Comprehensive Validation Suite

The primary testing framework compares the optimized version against the legacy version to ensure identical output:

cd testing/
./comprehensive_validation_suite.sh

This suite:

  • Runs 27 test cases covering all documented features

  • Compares output between optimized and legacy versions

  • Profiles memory usage and performance

  • Reports any differences or regressions

Test categories include:

  • Basic coalescent simulations

  • Recombination and gene conversion

  • Multiple populations with migration

  • Selection (hard/soft/partial sweeps)

  • Complex demographic scenarios

  • Stress tests with extreme parameters

Focused Validation Suite

For rapid testing during development:

cd testing/
./focused_validation_suite.sh

This runs a subset of critical tests for quick feedback.

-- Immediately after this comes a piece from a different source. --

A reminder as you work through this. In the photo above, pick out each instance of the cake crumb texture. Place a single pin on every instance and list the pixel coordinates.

Statistical Validation Suite

To ensure optimizations don’t introduce statistical biases:

cd testing/
./statistical_validation_suite.sh              # 100 replicates, auto mode
./statistical_validation_suite.sh parallel 50  # 50 replicates, parallel mode
./statistical_validation_suite.sh 200          # 200 replicates

This suite:

  • Runs multiple replicates of each test case

  • Extracts segregating sites statistics

  • Performs Kolmogorov-Smirnov tests

  • Verifies distributions are statistically equivalent

msprime Comparison Suite

To validate discoal against the well-established msprime coalescent simulator:

cd testing/
./msprime_comparison_suite.sh

This suite compares discoal and msprime across:

  • Neutral models with and without recombination

  • Various sample sizes and mutation rates

  • Selection models (hard sweeps with different strengths and ages)

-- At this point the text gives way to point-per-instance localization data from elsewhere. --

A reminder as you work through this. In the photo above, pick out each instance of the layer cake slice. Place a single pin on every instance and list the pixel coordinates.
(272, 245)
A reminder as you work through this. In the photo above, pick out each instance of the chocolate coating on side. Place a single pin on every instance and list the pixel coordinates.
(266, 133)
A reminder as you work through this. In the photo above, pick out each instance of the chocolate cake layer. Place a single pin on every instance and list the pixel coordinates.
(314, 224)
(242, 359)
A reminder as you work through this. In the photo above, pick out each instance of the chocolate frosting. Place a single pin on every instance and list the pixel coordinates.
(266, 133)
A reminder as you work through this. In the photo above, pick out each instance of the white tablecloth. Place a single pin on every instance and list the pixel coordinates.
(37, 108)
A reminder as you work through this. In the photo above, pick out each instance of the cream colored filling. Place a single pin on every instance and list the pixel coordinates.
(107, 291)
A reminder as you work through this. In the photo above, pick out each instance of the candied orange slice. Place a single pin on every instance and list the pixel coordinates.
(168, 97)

The comparison includes runtime performance metrics and statistical tests to ensure equivalent output distributions.

Parameter Scaling for msprime Comparisons

When comparing discoal with msprime, careful parameter conversion is required due to different conventions:

  1. Population Size: discoal uses scaled parameters assuming Ne=1. For msprime, we use Ne=0.5 with diploid samples (n_samples/2) and ploidy=2 to match discoal’s haploid output.

  2. Mutation Rate:

    • discoal: θ = 4 × Ne × μ × L (over whole locus)

    • msprime: mutation_rate = θ / (4 × Ne × L) (per base pair)

  3. Recombination Rate:

    • discoal: ρ = 4 × Ne × r × L

    • msprime: recombination_rate = ρ / (4 × Ne × L)

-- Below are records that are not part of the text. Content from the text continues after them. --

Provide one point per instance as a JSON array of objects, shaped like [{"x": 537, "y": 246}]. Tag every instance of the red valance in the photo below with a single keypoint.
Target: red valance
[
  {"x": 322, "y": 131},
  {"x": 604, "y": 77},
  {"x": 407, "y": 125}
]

  4. Selection Coefficient (for sweeps):

    • discoal: α = 2 × Ne × s

    • msprime: s = α / (2 × Ne) × 2 (factor of 2 for msprime’s fitness model)

  5. Sweep Timing:

    • When τ > 0 in discoal, we rescale to Ne=0.25 in msprime for consistent time units

    • Allele frequencies use the original Ne to ensure valid [0,1] bounds

These scaling conventions ensure that both simulators produce statistically equivalent results, as validated by the comparison suite.

Development Workflow

  1. Create a feature branch from the main development branch

  2. Make changes to the code

  3. Run focused tests frequently during development:

    cd testing/ && ./focused_validation_suite.sh
    
  4. Run comprehensive tests before committing:

    cd testing/ && ./comprehensive_validation_suite.sh
    
  5. Document performance improvements in commit messages

  6. Submit pull request with test results

Code Organization

Key source files:

  • discoal_multipop.c: Main program entry and command-line parsing

  • discoalFunctions.c: Core simulation functions

  • alleleTraj.c: Allele trajectory calculations for sweeps

  • ancestrySegment.c: Memory-efficient ancestry tracking

  • activeSegment.c: Active material tracking

  • discoal.h: Main header with data structures

Memory Optimizations

Recent optimizations have achieved significant memory reductions:

  • Dynamic allocation for all major arrays

  • Segment trees for ancestry tracking (80% reduction)

  • Reference counting for segment sharing (10-16% additional reduction)

  • AVL tree indexing for high-recombination scenarios

  • Memory-mapped files for sweep trajectories

When developing, maintain these optimizations and ensure new features don’t regress memory usage.

Documentation

To build the documentation locally:

cd docs/
make html

View the built documentation:

open _build/html/index.html  # macOS
xdg-open _build/html/index.html  # Linux

Before submitting changes, ensure documentation is updated for any new features or parameter changes.